Figure 7. Spontaneous ruptures of the nuclear membrane do not occur on soft substrates. (A) Montage of selected images from a time-lapse recording of LMNAmut cell cultured on 10 kPa PA gel and transfected with EYFP-NLS, sampled at 1 min intervals for 2 h (Video S1). Nuclear membrane rupture causes the decrease in intranuclear EYFP signal and increase in cytoplasmic EYFP signal (at 0:36, yellow arrowhead). Subsequently, the nuclear signal is gradually up taken by the nucleus and the rupture appears to be restored (at 0:51, orange arrowhead) (B) Evolution in time of EYFP-NLS (mean) intensity in the nucleus of the cell shown in (A). (C) Frequency of spontaneous nuclear membrane ruptures on the different substrates for LMNAmut. Error bars represent the square root of the number of recording.

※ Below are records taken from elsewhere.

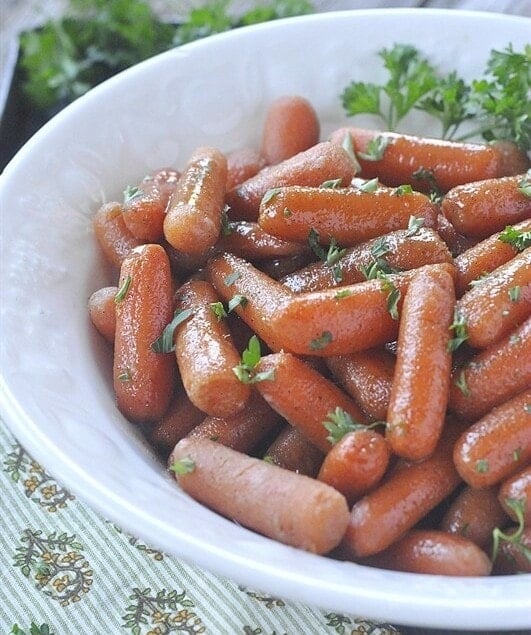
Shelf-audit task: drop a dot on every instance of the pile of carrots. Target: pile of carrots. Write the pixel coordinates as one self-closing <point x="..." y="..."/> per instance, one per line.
<point x="330" y="341"/>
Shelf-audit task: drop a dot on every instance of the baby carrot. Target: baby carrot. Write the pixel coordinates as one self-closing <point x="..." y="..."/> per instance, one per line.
<point x="193" y="219"/>
<point x="405" y="158"/>
<point x="434" y="552"/>
<point x="143" y="378"/>
<point x="344" y="320"/>
<point x="400" y="250"/>
<point x="248" y="240"/>
<point x="291" y="508"/>
<point x="232" y="276"/>
<point x="367" y="376"/>
<point x="499" y="303"/>
<point x="245" y="430"/>
<point x="517" y="488"/>
<point x="312" y="167"/>
<point x="242" y="165"/>
<point x="346" y="215"/>
<point x="498" y="445"/>
<point x="474" y="514"/>
<point x="180" y="418"/>
<point x="291" y="126"/>
<point x="293" y="451"/>
<point x="484" y="257"/>
<point x="102" y="311"/>
<point x="303" y="396"/>
<point x="381" y="517"/>
<point x="417" y="407"/>
<point x="111" y="232"/>
<point x="205" y="353"/>
<point x="479" y="209"/>
<point x="493" y="376"/>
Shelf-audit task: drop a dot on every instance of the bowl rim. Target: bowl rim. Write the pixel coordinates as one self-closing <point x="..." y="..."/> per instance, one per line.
<point x="478" y="612"/>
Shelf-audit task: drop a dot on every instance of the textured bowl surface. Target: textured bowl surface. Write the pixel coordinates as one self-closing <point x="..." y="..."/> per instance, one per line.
<point x="55" y="389"/>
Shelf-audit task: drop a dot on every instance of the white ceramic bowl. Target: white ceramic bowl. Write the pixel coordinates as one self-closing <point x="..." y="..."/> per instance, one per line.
<point x="56" y="391"/>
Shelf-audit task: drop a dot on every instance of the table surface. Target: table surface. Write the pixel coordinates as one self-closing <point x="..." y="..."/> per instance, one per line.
<point x="64" y="566"/>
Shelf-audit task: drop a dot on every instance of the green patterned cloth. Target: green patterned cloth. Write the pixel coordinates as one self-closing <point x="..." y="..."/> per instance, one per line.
<point x="63" y="566"/>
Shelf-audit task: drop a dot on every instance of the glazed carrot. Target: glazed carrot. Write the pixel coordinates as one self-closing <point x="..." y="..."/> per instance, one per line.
<point x="303" y="396"/>
<point x="484" y="257"/>
<point x="291" y="126"/>
<point x="291" y="508"/>
<point x="419" y="393"/>
<point x="346" y="215"/>
<point x="277" y="268"/>
<point x="498" y="445"/>
<point x="206" y="355"/>
<point x="242" y="165"/>
<point x="367" y="376"/>
<point x="145" y="205"/>
<point x="102" y="311"/>
<point x="474" y="514"/>
<point x="248" y="240"/>
<point x="356" y="463"/>
<point x="193" y="219"/>
<point x="243" y="431"/>
<point x="143" y="379"/>
<point x="514" y="557"/>
<point x="399" y="249"/>
<point x="380" y="518"/>
<point x="456" y="243"/>
<point x="517" y="488"/>
<point x="450" y="163"/>
<point x="181" y="417"/>
<point x="344" y="320"/>
<point x="233" y="276"/>
<point x="312" y="167"/>
<point x="436" y="553"/>
<point x="115" y="240"/>
<point x="493" y="376"/>
<point x="482" y="208"/>
<point x="499" y="303"/>
<point x="293" y="451"/>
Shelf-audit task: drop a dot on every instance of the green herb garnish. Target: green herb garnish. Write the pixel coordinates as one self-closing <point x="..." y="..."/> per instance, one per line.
<point x="245" y="371"/>
<point x="321" y="342"/>
<point x="122" y="291"/>
<point x="459" y="328"/>
<point x="517" y="238"/>
<point x="183" y="466"/>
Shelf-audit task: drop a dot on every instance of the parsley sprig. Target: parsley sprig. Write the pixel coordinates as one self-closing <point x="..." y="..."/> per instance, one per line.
<point x="338" y="423"/>
<point x="518" y="238"/>
<point x="498" y="102"/>
<point x="245" y="371"/>
<point x="499" y="536"/>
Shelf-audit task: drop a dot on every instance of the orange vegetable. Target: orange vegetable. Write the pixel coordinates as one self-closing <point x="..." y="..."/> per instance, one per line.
<point x="498" y="445"/>
<point x="312" y="167"/>
<point x="479" y="209"/>
<point x="346" y="215"/>
<point x="303" y="396"/>
<point x="499" y="303"/>
<point x="434" y="552"/>
<point x="193" y="219"/>
<point x="111" y="232"/>
<point x="417" y="406"/>
<point x="102" y="310"/>
<point x="493" y="376"/>
<point x="291" y="508"/>
<point x="206" y="355"/>
<point x="291" y="126"/>
<point x="143" y="379"/>
<point x="450" y="163"/>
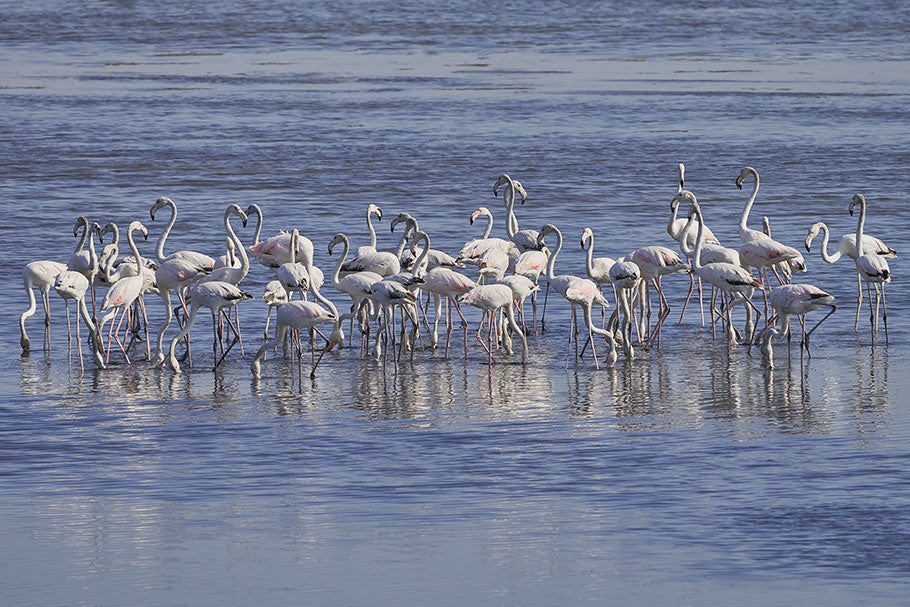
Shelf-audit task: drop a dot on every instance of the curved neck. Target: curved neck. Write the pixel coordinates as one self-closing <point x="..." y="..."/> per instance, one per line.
<point x="551" y="264"/>
<point x="511" y="220"/>
<point x="238" y="246"/>
<point x="825" y="256"/>
<point x="418" y="236"/>
<point x="92" y="256"/>
<point x="370" y="228"/>
<point x="135" y="250"/>
<point x="744" y="219"/>
<point x="671" y="228"/>
<point x="699" y="239"/>
<point x="255" y="208"/>
<point x="85" y="228"/>
<point x="109" y="264"/>
<point x="489" y="230"/>
<point x="336" y="280"/>
<point x="159" y="248"/>
<point x="684" y="237"/>
<point x="410" y="225"/>
<point x="860" y="223"/>
<point x="589" y="259"/>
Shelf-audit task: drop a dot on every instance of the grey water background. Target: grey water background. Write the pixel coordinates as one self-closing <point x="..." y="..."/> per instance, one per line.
<point x="686" y="476"/>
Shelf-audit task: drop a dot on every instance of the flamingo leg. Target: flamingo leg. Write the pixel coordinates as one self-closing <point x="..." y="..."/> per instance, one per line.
<point x="587" y="316"/>
<point x="885" y="313"/>
<point x="79" y="341"/>
<point x="490" y="341"/>
<point x="543" y="326"/>
<point x="859" y="300"/>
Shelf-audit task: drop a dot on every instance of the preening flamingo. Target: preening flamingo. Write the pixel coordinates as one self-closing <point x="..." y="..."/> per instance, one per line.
<point x="123" y="293"/>
<point x="729" y="278"/>
<point x="40" y="275"/>
<point x="491" y="299"/>
<point x="873" y="269"/>
<point x="199" y="259"/>
<point x="216" y="296"/>
<point x="72" y="285"/>
<point x="578" y="292"/>
<point x="847" y="246"/>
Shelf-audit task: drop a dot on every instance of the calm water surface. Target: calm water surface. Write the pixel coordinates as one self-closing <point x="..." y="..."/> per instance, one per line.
<point x="687" y="476"/>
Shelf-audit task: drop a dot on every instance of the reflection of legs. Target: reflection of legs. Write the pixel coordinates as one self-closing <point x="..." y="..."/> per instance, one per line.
<point x="809" y="333"/>
<point x="871" y="310"/>
<point x="885" y="313"/>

Figure 8. Proposed mechanism for actin cytoskeleton organization and effects on nuclear abnormalities on soft and stiff substrates. Schematic representation of the cross section of a cell seeded on substrates with different stiffness. Red represents the actin cytoskeleton while green the nucleus (dark green nuclear lamina). (A) When seeded on a soft substrate NHDFα and LMNAmut cells have the same response. They develop not tensed actin stress fibers which are not directly connected to the nucleus in the perinuclear region. Fibers run below and on top of the nucleus. Since low forces are exerted on the nucleus, the onset of nuclear abnormalities is prevented. (B) NHDFα cells seeded on a stiff substrate (stiffer than 3 kPa) develop tensed actin stress fibers which are well-organized in the whole cytoplasm. Stress fibers connect to the nucleus and form also the actin cap running on top of the nucleus. (C)LMNAmut cells on top of a stiff substrate develop tensed stress fibers. These stress fibers appear to be lacking in the perinuclear region and aggregates of actin are often visible. The pushing action of the actin cap (stress fibers running on top of the nucleus) together with the uneven distribution of pushing actin in the area around the nucleus lead to the development of nuclear abnormalities, further resulting in nuclear damage.